Why do new container instances launch with older Bottlerocket versions?

The Bottlerocket ECS Updater performs in-place updates for instances in your ECS cluster. The updater does not influence how those instances are launched. If you use an auto-scaling group to launch your instances, you can update the AMI ID in your launch configuration or launch template to use a newer version of Bottlerocket.

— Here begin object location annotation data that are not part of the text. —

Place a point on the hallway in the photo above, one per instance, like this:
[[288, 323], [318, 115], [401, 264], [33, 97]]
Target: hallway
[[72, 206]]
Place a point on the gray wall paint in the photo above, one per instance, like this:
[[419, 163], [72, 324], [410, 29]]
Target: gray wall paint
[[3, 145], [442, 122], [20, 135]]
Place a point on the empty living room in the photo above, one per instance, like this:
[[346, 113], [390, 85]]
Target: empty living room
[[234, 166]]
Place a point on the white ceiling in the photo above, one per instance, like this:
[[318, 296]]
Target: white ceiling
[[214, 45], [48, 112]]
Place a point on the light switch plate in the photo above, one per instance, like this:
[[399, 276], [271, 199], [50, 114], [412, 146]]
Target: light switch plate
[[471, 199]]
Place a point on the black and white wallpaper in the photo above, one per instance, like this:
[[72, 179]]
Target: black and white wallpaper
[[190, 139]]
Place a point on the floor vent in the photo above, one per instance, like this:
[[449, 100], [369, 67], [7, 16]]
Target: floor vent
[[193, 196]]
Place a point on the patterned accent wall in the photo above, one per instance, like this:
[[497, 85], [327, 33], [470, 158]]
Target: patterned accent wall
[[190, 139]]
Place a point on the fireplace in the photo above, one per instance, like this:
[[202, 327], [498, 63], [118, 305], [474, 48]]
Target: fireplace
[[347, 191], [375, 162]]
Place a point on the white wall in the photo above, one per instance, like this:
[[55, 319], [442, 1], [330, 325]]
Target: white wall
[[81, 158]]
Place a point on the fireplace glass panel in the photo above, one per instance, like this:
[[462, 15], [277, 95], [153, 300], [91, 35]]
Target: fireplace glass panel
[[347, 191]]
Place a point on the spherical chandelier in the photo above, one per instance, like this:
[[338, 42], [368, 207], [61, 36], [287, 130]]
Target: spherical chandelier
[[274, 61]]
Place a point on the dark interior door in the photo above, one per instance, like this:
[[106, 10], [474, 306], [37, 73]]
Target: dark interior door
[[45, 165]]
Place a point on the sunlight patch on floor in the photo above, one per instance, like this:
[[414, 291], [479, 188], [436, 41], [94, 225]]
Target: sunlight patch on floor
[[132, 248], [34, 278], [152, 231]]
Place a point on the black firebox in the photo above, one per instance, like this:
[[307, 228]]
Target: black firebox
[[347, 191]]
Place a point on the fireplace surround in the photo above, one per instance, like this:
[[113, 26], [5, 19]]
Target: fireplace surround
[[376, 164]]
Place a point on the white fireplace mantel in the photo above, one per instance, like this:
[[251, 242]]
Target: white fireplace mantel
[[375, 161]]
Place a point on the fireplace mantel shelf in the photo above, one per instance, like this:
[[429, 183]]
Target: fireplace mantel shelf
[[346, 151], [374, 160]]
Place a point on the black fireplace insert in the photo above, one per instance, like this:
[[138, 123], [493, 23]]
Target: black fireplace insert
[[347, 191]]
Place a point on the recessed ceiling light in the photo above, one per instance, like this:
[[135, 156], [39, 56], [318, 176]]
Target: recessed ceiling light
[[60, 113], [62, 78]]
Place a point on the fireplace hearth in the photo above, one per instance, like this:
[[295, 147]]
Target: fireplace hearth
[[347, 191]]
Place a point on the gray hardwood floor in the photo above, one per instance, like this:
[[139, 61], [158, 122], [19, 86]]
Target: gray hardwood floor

Note: We do not recommend using the Bottlerocket ECS Updater in conjunction with EC2 Spot. The ECS Updater is designed to keep services safe from interruption by updating one instance at a time. With the short average lifetime of Spot instances, the updater may not update them until relatively late in their life, meaning they may not be up to date when serving your application.

Developer guide

To get started with building and developing the ECS updater, make sure you have:

Make sure everything is ready and installed by running the tests with make test. Ensure the local builds work by running make. You might first need to get the modules downloaded to your local go mod cache by running make tidy.

Security

See CONTRIBUTING for more information.

License

This project is dual licensed under either the Apache-2.0 License or the MIT license, your choice.